Posted by chikengunya@reddit | LocalLLaMA | View on Reddit | 28 comments

I'm currently running a 4x RTX 3090 system (96GB VRAM, DDR4 2133 RAM) and have tested opencode and pi.dev using Qwen3.5-122B-A10B (AWQ) up to 200k context for web app coding (html/js/python). I'm now seriously considering picking up two Sparks paired with MiniMax M2.7 for local inference.

Two units are needed to keep prompt processing at acceptable speeds. Output tokens/sec stays the same regardless (\~15 tok/s at \~100k context, based on what I've seen here). Combined 2 * 128 GB = 256 GB VRAM leaves headroom for future models (next MiniMax version, Qwen3.6-122B).

Idle power draw: \~50 W per Spark measured at the wall. My 4x 3090 rig idles at \~130 W (all cards power-limited to 275 W, 22W idle per card in nvidia-smi; under full load with the 122B model it peaks at \~750 W).

I need context up to \~120k tokens for coding sessions. Based on the numbers above, two sparks with MiniMax M2.7 should deliver acceptable speeds in that range which would be enough for me.
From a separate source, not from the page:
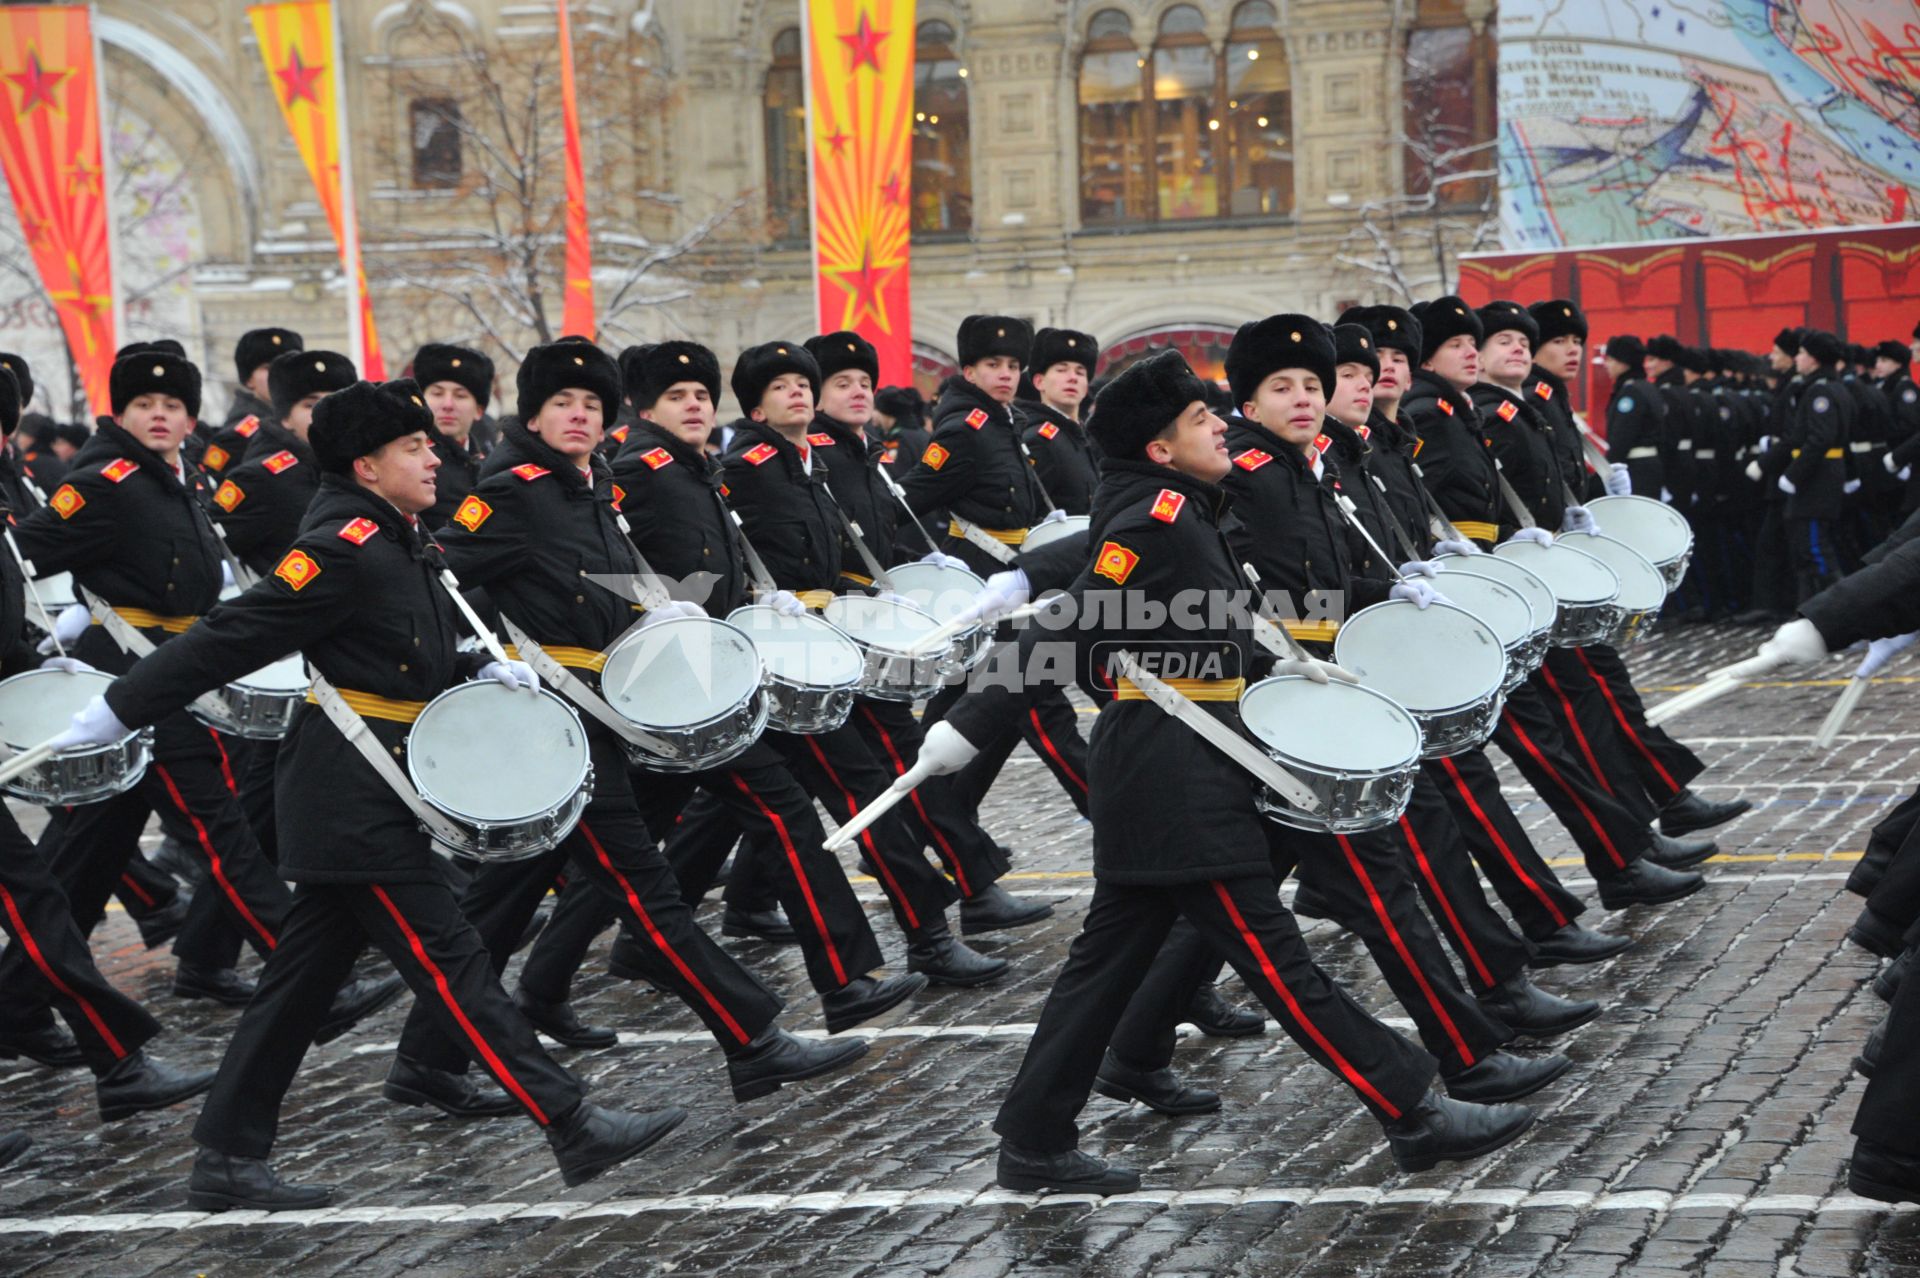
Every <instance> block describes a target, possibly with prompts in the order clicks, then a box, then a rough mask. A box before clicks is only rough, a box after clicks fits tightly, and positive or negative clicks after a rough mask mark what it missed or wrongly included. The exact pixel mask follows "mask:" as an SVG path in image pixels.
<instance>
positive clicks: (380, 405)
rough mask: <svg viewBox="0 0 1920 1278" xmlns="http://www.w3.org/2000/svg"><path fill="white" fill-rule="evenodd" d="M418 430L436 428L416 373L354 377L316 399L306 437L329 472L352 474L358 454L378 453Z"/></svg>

I can't properly benchmark MiniMax M2.7 on my current setup, 96 GB VRAM isn't enough to load it comfortably, and the slow DDR4 2133 RAM makes prompt processing a bottleneck anyway.

I'm curious what your experience is. How much better is MiniMax M2.7 than Qwen3.5-122B-A10B (AWQ) for real-world coding tasks (HTML/JS/Python)? Thanks in advance.